Up to a few minutes ago, I’ve been using version 1.30.3, and now I’ve upgraded to 1.35.7. Between these versions, the quote field has gone away. Using version 1.35.7, a FileCitation object now prints as:
whereas before it had a quote field… which always was populated with None. That was the reason why I upgraded my version in the first place.
Suffice it to say, I am left wondering how, or whether, the quote field is going to be provided in the future, which is disappointing because without this feature, the file citation tool is a lot less useful!
The AI no longer has retrieval’s method to “mark” lines from text that could be returned, nor the ability to explore within documents (at your expense). The only thing it can do itself is receive chunks and answer from them, citing a file+index received back.
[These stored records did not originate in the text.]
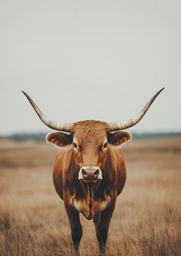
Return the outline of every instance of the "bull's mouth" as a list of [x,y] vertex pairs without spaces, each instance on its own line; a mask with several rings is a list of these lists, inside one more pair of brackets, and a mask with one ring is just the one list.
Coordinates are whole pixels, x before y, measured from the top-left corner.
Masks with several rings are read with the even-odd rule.
[[103,179],[100,168],[93,165],[84,165],[79,171],[78,180],[84,182],[95,183]]

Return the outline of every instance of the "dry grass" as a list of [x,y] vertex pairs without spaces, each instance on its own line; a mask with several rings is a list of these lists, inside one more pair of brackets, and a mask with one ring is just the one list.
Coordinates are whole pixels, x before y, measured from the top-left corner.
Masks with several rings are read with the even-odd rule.
[[[107,255],[181,255],[181,138],[125,147],[127,181],[117,198]],[[0,255],[71,255],[68,220],[54,189],[56,151],[0,141]],[[81,218],[82,256],[96,255],[92,221]]]

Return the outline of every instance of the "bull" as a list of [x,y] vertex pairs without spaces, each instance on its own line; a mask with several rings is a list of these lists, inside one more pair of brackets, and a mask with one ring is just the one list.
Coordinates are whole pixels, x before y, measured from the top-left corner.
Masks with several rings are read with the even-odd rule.
[[93,219],[99,254],[104,254],[117,197],[127,177],[120,146],[131,140],[131,134],[122,130],[137,124],[163,89],[155,94],[135,118],[118,123],[94,120],[58,123],[48,118],[22,91],[43,123],[58,131],[48,134],[46,141],[61,149],[54,161],[53,180],[64,202],[77,254],[82,237],[80,213],[87,220]]

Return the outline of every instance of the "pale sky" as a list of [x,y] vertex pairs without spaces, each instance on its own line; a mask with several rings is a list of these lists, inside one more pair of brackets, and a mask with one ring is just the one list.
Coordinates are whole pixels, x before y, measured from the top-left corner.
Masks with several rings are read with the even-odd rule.
[[181,2],[0,1],[0,135],[49,131],[52,119],[127,120],[181,130]]

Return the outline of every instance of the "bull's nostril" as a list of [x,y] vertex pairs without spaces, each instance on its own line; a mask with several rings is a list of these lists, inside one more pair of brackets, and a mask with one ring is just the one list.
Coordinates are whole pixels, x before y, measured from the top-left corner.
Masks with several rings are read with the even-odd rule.
[[97,169],[97,171],[94,172],[94,175],[97,176],[99,174],[99,169]]

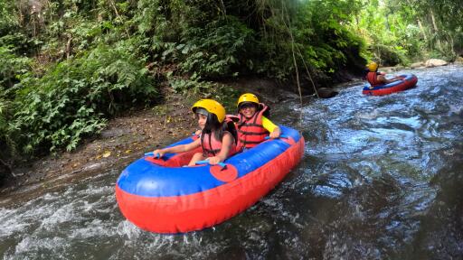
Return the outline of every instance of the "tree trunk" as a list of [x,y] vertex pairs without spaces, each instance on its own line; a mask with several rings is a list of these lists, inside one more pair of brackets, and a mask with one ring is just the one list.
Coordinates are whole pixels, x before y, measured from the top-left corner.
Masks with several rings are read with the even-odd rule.
[[426,35],[426,31],[424,31],[423,24],[421,23],[421,21],[420,18],[416,19],[418,22],[418,26],[420,27],[420,31],[421,31],[421,33],[423,34],[423,38],[425,42],[428,42],[428,36]]
[[432,9],[430,10],[430,19],[432,21],[432,27],[434,29],[434,33],[436,35],[436,43],[438,45],[438,49],[442,51],[442,46],[440,44],[440,39],[439,39],[439,28],[438,24],[436,23],[436,18],[434,17],[434,12],[432,12]]

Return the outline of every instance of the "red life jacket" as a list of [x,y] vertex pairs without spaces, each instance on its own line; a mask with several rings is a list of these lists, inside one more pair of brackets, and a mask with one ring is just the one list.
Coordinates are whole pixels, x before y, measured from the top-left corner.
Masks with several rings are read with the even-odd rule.
[[[228,131],[223,131],[223,135],[225,133],[232,133]],[[215,135],[213,134],[202,134],[203,136],[201,136],[201,147],[203,147],[203,154],[206,157],[217,156],[222,150],[222,140],[215,139]],[[233,135],[232,135],[233,136]],[[230,147],[230,152],[228,153],[227,158],[236,153],[236,142],[233,140],[232,142],[232,147]]]
[[246,118],[240,113],[238,117],[240,121],[238,127],[238,148],[252,148],[262,143],[265,137],[269,135],[269,131],[262,125],[262,115],[267,111],[269,107],[260,104],[262,109],[259,110],[250,118]]
[[382,82],[378,81],[378,73],[376,71],[370,71],[366,74],[366,80],[372,85],[372,87],[384,85]]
If a FileCitation(file_id=... is a newly-generated results file based on a chunk, then you may be able to download and provide that, which may be the future intention. I’ll let someone else invest their time to see the current state.
Yes, but now there is no means to retrieve the original chunk of the cited document, so far I know.
Because OAI manages the vectorizacion process end to end.
Maybe start using structured data requests and include any fields inside the structure example of your response and parse the responses structured Data… Making quote and citation fields depreciated, AKA, you’re problem? Make sure to request the chunk in your structured data output. It… Might work.